Wednesday, November 16, 2016

Bridges Are for Crossing Storytime

Storytime for 1 to 3 year olds:
  • Opening - Skinnamarink, Sticky Sticky Bubblegum


  • Book #1 – Cross a Bridge by Ryan Ann Hunter, illustrated by Edward Miller

  • Stand-up Activity – "London Bridge Is Falling Down" from Playtime Favorites by Music for Little People

  • Bridge - Open, Shut Them (fingerplay)
Open, shut them
(open and close hands)
Open, shut them
Give a little clap (clap)
Open, shut them
Open, shut them
Put them in your lap
(put hands in lap)

Creep them, creep them
Under your chin
(creep fingers up chest)
Open your mouth, but don't put them in
(do as words say)

Open, shut them
Open, shut them
Give a little clap
Open shut them
Open shut them
Put them in your lap 


  • Group Activity - Count the Cars on the Bridge Before It Falls (counting activity)
Directions: Make a simple bridge with a long strip of cardboard over two plastic cups. Be sure to name the parts of the bridge. Add small toy cars one at the time to the deck of the bridge, counting as you place the cars on the bridge. (I had to place the cars upside down so they would not roll off the bridge.) When the bridge falls down due to weight, add another cup under the deck of the bridge and start again.

  • Letter of the Day - "B" is for bridge



  • Activity – Chugging Down the Track (action chant written by Carol Hopkins)
Here is the choo-chootrainchugging down the track.
See it going forward,
See it going back.
Now it's going fast,
Faster, faster, faster!
Chugging over hills.
Chugging through tunnels.
Chugging over trestle bridges.
Speeding past people.
Now the bell is ringing.
Hear the whistle blow, "Toot! Toot!"
As it slows down perfectly to a stop in the station below. 

    
 

  • Art Experience – Glue craft sticks to a paper bowl and paper plate bridge to make a wooden bridge (I found the directions for this idea at eHow)

Friday, November 11, 2016

Chickens Storytime

Storytime for 1 to 3 year olds:
  • Opening - Skinnamarink, Sticky Sticky Bubblegum



  • Stand-up Activity – Little Chick, Little Chick (action rhyme adapted by Carol Hopkins from the "Teddy Bear, Teddy Bear Turn Around" jump rope rhyme)
(Suite actions to words.)
Little chick, little chick turn around.
Little chick, little chick scratch the ground.
Little chick, little chick strut on your toes.
Little chick, little chick touch your nose.
Little chick, little chick reach up high.
Little chick, little chick flap to the sky.
Little chick, little chick wiggle your feet.
Little chick, little chick find your nest seat.

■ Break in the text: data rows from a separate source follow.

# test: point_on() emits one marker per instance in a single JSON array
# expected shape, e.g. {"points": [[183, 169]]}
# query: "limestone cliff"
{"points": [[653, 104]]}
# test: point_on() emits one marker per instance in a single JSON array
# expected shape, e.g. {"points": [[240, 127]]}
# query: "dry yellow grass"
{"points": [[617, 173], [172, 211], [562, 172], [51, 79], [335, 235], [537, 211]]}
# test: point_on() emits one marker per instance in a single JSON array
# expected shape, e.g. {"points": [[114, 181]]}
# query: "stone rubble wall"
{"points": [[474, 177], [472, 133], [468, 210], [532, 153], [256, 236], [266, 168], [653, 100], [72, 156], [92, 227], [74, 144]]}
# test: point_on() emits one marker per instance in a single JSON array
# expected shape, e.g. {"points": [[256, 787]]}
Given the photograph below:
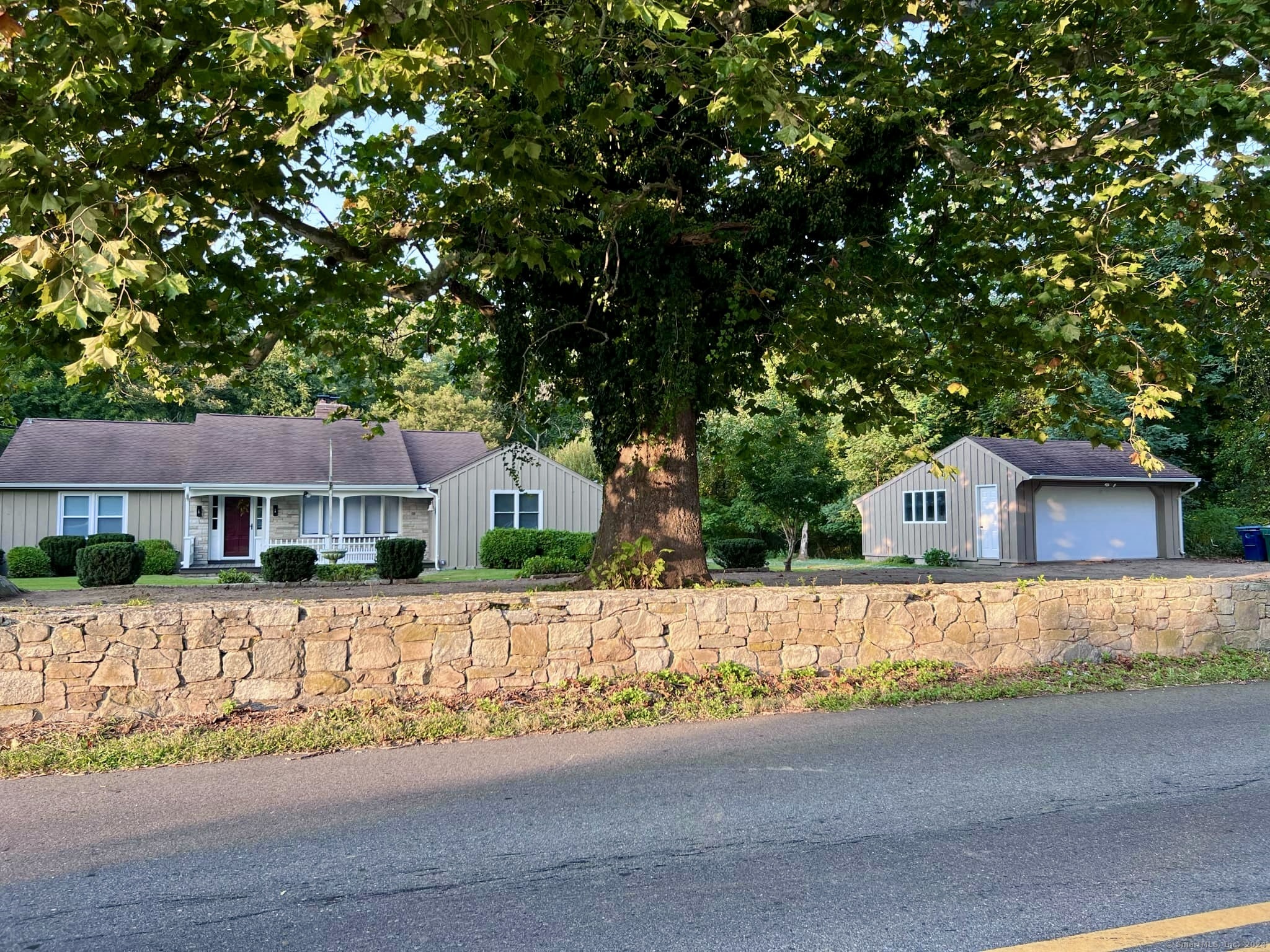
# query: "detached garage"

  • Bridge - Open, Shut Them (fingerplay)
Open, shut them
(open and close hands)
Open, shut them
Give a little clap (clap)
Open, shut them
Open, shut them
Put them in your lap
(put hands in lap)

Creep them, creep them
Under your chin
(creep fingers up chest)
Open your mouth, but don't put them in
(do as words say)

Open, shut them
Open, shut them
Give a little clap
Open shut them
Open shut them
Put them in your lap 


  • Flannelboard - Hens of a Different Color (color rhyme I picked up somewhere many years ago)

  • Letter of the Day - "C" is for chickens


  • Book #2 – Charlie Chick by Nick Denchfield and Ant Parker (pop-up)

  • Activity – Two Little Chickens Sitting on a Fence (fingerplay adapted from the rhyme "Two Little Blackbirds")
Two little chickens sitting on a fence.
One named Jack, the other named Jill.
Fly away Jack. Fly away Jill.
Come back Jack. Come back Jill.
Two little chickens sitting on a fence.